On 2/25/26 10:06, Oleg Nesterov wrote:
> On 02/24, Andrei Vagin wrote:
>>
>> On Tue, Feb 24, 2026 at 9:02 AM Pavel Tikhomirov
>> <[email protected]> wrote:
>>>
>>> This moves the condition (tid != 1 && !tmp->child_reaper) to after idr
>>> alloc, so it not only covers that first process in pid namespace has pid
>>> 1 in case of clone3(set_tid) requesting wrong pid, but also if idr
>>> itself gives wrong pid for some reason.
>>>
>>> This could've been the case before this patch, when creating first
>>> process the alloc_pid()->pidfs_add_pid() code path fails, so that the
>>> idr->idr_next is non zero anymore and next process calling to
>>> alloc_pid(), will get 2 as a pid from idr_alloc_cyclic(). Effectively
>>> leading to init-less pid namespace, which is a bug.
>>
>> I don't think this is an issue right now, as we only allow one attempt
>> to create the init. If that first attempt fails, free_pid will disable
>> further PID allocations in the target namespace.
>
> Thanks, you are right!
I guess it means that we should change the commit message a bit, e.g.: replace
"Effectively leading ..." to "Though thanks to PIDNS_ADDING logic, free_pid()

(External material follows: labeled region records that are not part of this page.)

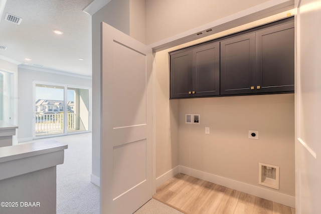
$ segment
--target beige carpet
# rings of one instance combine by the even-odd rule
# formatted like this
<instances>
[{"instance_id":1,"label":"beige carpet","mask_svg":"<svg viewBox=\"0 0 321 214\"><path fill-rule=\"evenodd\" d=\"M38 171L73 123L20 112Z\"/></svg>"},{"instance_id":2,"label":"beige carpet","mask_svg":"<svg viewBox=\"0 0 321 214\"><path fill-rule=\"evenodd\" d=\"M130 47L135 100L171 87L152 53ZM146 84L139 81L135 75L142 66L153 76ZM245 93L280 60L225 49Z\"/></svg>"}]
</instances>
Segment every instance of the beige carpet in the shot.
<instances>
[{"instance_id":1,"label":"beige carpet","mask_svg":"<svg viewBox=\"0 0 321 214\"><path fill-rule=\"evenodd\" d=\"M182 214L183 212L154 199L151 199L134 212L134 214Z\"/></svg>"}]
</instances>

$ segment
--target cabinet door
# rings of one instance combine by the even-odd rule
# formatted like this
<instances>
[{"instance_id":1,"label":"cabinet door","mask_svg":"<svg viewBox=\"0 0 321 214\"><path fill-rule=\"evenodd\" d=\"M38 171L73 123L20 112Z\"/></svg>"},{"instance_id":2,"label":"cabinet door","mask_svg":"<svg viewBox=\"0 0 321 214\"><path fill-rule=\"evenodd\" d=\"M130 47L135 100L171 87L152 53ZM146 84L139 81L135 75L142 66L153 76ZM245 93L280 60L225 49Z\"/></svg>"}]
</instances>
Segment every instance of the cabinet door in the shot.
<instances>
[{"instance_id":1,"label":"cabinet door","mask_svg":"<svg viewBox=\"0 0 321 214\"><path fill-rule=\"evenodd\" d=\"M179 52L171 55L171 98L192 96L192 52Z\"/></svg>"},{"instance_id":2,"label":"cabinet door","mask_svg":"<svg viewBox=\"0 0 321 214\"><path fill-rule=\"evenodd\" d=\"M221 94L254 93L255 34L221 42Z\"/></svg>"},{"instance_id":3,"label":"cabinet door","mask_svg":"<svg viewBox=\"0 0 321 214\"><path fill-rule=\"evenodd\" d=\"M193 51L193 96L220 94L220 43L196 48Z\"/></svg>"},{"instance_id":4,"label":"cabinet door","mask_svg":"<svg viewBox=\"0 0 321 214\"><path fill-rule=\"evenodd\" d=\"M294 90L294 23L256 32L257 93Z\"/></svg>"}]
</instances>

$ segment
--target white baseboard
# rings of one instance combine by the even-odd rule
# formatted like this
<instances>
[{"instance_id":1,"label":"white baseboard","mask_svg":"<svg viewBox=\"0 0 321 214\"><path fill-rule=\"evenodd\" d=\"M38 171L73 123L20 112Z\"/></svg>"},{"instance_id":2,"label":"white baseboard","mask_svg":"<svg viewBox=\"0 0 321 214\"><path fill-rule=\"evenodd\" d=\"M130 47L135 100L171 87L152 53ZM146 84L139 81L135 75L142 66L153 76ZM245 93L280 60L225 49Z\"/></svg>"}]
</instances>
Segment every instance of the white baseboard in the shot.
<instances>
[{"instance_id":1,"label":"white baseboard","mask_svg":"<svg viewBox=\"0 0 321 214\"><path fill-rule=\"evenodd\" d=\"M295 207L295 196L181 165L179 166L179 172L291 207Z\"/></svg>"},{"instance_id":2,"label":"white baseboard","mask_svg":"<svg viewBox=\"0 0 321 214\"><path fill-rule=\"evenodd\" d=\"M156 178L156 187L159 186L179 172L179 166L171 169Z\"/></svg>"},{"instance_id":3,"label":"white baseboard","mask_svg":"<svg viewBox=\"0 0 321 214\"><path fill-rule=\"evenodd\" d=\"M90 181L98 187L100 187L100 178L94 174L90 175Z\"/></svg>"},{"instance_id":4,"label":"white baseboard","mask_svg":"<svg viewBox=\"0 0 321 214\"><path fill-rule=\"evenodd\" d=\"M27 142L27 141L31 141L33 140L34 139L32 137L26 137L25 138L19 138L18 139L18 143L21 143L23 142Z\"/></svg>"}]
</instances>

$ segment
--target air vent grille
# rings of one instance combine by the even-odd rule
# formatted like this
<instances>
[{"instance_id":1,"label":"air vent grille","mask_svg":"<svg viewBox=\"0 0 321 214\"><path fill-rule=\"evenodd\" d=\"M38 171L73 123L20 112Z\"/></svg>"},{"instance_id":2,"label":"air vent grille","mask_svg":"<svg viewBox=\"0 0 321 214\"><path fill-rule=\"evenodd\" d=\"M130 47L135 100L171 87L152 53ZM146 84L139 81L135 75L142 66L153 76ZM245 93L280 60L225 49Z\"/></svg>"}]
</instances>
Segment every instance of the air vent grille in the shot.
<instances>
[{"instance_id":1,"label":"air vent grille","mask_svg":"<svg viewBox=\"0 0 321 214\"><path fill-rule=\"evenodd\" d=\"M8 22L10 22L17 25L20 25L20 23L21 23L21 21L22 21L22 19L8 13L6 14L5 19Z\"/></svg>"}]
</instances>

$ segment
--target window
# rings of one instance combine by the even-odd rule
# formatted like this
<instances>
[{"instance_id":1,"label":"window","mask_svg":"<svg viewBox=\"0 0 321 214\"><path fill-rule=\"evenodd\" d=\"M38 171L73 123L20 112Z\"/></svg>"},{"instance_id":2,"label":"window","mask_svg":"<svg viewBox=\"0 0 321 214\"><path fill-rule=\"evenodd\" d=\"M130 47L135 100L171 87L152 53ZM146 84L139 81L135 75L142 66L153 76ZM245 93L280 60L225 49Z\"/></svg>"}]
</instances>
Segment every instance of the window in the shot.
<instances>
[{"instance_id":1,"label":"window","mask_svg":"<svg viewBox=\"0 0 321 214\"><path fill-rule=\"evenodd\" d=\"M53 107L52 106L48 106L48 111L52 111Z\"/></svg>"},{"instance_id":2,"label":"window","mask_svg":"<svg viewBox=\"0 0 321 214\"><path fill-rule=\"evenodd\" d=\"M90 130L89 88L37 83L35 88L35 136Z\"/></svg>"}]
</instances>

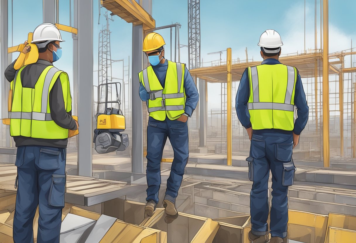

disables further pid allocation in this case and it does not lead to any real
problem.".
Please advise if I should resend the whole series (v4) for that?
>
>> This isn't directly related to this patch, but why do we check
>> "ns->pid_allocated & PIDNS_ADDING" after allocating all pids? Wouldn't
>> it be more reasonable to do that right after taking the pidmap_lock?
>
> Perhaps, but alloc_pid() can drop pidmap_lock and retry, so we will
> need to re-check PIDNS_ADDING.
Maybe it was this way to consolidate the (->pid_allocated & PIDNS_ADDING)
check and the (->pid_allocated++) change in one place for readability.
Code reads like: we don't want the increment if the flag is unset.
>
> Oleg.
>
--
Best regards, Pavel Tikhomirov
Senior Software Developer, Virtuozzo.